Sentía cada jodido milímetro.
—Ellie... —murmuró.
Su voz era casi un suspiro, y la forma en que dijo mi nombre no tenía nada que ver con todas las veces que lo había dicho antes.
Lo dijo como si le doliera, como si fuese suyo.
—Dime que esto no va a acabar mal —susurré.
Él cerró los ojos.
Se quedó ahí, con la frente pegada a la mía.
—No puedo.
—No quiero promesas —le interrumpí, rápido—. Solo quiero que no huyas esta vez.
Silencio.
—No voy a huir de ti —dijo al fin—. Lo juro.
Y esa vez sí le creí.
No me besó.
Y yo tampoco me lancé.
Nos quedamos así, respirando el mismo aire, compartiendo el mismo miedo.
Y fue lo más cerca que habíamos estado nunca.
Él apoyó la cabeza en mi hombro, como si se le hubiera terminado la fuerza.

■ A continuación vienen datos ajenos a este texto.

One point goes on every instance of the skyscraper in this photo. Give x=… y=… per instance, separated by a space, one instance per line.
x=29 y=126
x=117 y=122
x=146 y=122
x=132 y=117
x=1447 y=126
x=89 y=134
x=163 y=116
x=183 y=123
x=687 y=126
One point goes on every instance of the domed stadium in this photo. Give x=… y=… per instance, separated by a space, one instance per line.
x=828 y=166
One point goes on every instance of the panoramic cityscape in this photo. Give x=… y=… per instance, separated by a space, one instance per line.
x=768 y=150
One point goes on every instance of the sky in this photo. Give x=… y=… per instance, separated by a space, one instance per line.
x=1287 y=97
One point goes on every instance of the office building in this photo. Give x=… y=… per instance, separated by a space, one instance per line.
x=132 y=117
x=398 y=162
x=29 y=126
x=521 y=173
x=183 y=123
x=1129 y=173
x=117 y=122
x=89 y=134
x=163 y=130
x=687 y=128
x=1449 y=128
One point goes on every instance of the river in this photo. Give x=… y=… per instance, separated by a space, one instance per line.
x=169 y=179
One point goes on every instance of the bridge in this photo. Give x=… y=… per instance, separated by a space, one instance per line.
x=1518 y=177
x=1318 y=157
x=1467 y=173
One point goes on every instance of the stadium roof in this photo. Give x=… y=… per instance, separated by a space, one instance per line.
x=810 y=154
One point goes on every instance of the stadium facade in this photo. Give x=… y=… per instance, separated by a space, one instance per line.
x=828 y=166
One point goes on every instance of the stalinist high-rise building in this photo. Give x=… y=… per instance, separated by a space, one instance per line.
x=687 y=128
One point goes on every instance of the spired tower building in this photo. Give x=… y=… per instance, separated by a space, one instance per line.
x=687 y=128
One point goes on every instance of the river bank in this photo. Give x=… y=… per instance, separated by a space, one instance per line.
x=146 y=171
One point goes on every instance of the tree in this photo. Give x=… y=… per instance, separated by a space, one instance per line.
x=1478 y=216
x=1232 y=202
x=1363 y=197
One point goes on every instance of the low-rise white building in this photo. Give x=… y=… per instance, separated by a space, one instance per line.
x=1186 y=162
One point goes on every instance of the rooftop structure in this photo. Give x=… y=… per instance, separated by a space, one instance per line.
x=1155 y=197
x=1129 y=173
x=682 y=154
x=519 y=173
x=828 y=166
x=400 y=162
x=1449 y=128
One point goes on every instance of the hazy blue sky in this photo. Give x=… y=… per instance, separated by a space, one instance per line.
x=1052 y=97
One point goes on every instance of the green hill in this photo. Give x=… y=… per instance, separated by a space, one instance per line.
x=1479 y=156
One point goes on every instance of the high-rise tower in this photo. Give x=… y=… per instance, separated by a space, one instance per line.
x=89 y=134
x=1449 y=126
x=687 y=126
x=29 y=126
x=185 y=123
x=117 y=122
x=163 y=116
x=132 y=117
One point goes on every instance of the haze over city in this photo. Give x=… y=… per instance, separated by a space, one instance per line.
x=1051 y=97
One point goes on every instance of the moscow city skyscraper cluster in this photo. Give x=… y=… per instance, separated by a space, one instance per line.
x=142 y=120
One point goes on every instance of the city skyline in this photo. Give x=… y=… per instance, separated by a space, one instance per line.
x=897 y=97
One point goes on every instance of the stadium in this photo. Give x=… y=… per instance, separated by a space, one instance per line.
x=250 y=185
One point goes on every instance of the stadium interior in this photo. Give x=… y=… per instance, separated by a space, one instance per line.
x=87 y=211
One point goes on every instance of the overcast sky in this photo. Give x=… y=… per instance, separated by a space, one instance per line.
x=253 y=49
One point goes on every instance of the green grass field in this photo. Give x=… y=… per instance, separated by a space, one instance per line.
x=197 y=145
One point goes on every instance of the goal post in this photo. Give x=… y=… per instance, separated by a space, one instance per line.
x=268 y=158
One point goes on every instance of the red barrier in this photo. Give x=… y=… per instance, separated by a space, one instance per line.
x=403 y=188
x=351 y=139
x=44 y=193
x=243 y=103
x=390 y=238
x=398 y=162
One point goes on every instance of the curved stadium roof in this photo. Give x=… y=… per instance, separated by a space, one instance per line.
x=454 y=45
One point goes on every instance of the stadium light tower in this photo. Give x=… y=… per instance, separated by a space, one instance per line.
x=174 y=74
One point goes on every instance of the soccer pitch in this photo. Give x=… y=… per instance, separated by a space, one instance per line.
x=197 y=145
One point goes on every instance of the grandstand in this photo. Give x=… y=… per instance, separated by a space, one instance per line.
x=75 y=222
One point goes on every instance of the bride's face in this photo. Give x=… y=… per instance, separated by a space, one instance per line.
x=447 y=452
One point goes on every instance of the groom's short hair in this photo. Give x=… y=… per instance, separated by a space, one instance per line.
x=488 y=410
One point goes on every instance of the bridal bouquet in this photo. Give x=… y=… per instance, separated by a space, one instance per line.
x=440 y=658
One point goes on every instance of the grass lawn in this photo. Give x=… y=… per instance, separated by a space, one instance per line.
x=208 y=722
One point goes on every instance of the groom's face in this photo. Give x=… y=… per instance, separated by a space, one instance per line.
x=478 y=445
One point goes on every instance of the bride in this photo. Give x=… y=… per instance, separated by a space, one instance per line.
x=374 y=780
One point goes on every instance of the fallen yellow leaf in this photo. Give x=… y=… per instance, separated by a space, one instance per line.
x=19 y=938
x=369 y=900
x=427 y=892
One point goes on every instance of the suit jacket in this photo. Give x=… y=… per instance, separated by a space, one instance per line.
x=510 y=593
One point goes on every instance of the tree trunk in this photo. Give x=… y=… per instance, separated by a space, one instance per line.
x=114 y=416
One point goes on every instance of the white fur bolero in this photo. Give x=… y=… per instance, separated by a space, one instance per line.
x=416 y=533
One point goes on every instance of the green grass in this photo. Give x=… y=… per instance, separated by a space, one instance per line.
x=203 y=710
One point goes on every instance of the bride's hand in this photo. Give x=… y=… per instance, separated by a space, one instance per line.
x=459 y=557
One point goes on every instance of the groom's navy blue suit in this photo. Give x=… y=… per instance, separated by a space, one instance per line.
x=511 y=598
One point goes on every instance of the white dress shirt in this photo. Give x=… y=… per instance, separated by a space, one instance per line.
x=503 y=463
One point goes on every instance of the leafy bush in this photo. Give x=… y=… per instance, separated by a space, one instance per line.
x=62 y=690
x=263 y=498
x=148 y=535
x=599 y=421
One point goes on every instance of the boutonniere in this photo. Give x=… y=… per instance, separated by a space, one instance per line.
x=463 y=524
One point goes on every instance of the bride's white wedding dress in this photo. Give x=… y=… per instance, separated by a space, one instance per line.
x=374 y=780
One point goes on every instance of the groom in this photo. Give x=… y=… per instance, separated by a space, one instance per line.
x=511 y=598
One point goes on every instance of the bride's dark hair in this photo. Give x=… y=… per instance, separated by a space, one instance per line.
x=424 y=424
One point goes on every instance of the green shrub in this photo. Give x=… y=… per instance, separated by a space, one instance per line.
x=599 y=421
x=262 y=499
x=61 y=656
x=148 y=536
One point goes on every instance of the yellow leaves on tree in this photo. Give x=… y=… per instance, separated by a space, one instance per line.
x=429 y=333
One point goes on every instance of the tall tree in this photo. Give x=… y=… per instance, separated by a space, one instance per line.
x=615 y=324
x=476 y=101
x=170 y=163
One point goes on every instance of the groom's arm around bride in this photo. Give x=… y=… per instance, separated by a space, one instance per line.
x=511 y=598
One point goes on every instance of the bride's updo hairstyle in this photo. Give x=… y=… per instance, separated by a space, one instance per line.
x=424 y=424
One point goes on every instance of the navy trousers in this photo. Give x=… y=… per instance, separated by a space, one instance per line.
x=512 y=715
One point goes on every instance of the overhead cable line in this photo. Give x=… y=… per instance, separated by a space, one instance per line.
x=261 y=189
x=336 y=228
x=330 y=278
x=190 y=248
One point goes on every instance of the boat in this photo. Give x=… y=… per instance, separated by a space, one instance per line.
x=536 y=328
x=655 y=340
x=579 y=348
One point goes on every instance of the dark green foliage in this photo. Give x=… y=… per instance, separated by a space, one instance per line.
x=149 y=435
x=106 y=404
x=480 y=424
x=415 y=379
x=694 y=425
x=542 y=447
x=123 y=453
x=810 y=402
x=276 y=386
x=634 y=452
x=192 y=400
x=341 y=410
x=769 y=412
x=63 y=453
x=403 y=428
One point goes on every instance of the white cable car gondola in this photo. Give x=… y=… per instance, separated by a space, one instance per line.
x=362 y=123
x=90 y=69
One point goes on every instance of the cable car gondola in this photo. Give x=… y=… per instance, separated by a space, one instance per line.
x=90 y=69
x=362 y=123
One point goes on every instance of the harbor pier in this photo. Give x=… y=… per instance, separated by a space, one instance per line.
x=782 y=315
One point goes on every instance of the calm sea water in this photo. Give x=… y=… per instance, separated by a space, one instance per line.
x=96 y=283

Yo le pasé la mano por el pelo, con cuidado.
Él no dijo nada.
—¿Sabes? —le dije en voz baja—. Cuando teníamos trece, pensaba que estabas roto.
—¿Y ahora?
—Ahora sé que no. Ahora sé que lo único que necesitabas era que alguien se sentara a tu lado y no te exigiera explicaciones.
No contestó, pero le tembló un poco la respiración.
Y ese temblor fue la forma que tuvo de decirme que me había entendido.
Nos quedamos así, sin prisas ni reloj. Con las luces del vestuario parpadeando y el mundo esperándonos fuera.
Y por primera vez en mucho tiempo, sentí que no tenía que ser fuerte. Solo estar.
nota de la autora :
Escribiendo esto se me salió una sonrisita...
Amo todos los comentarios lindos que me dejan y también los amo a ustedes, muak.
— atexnicki.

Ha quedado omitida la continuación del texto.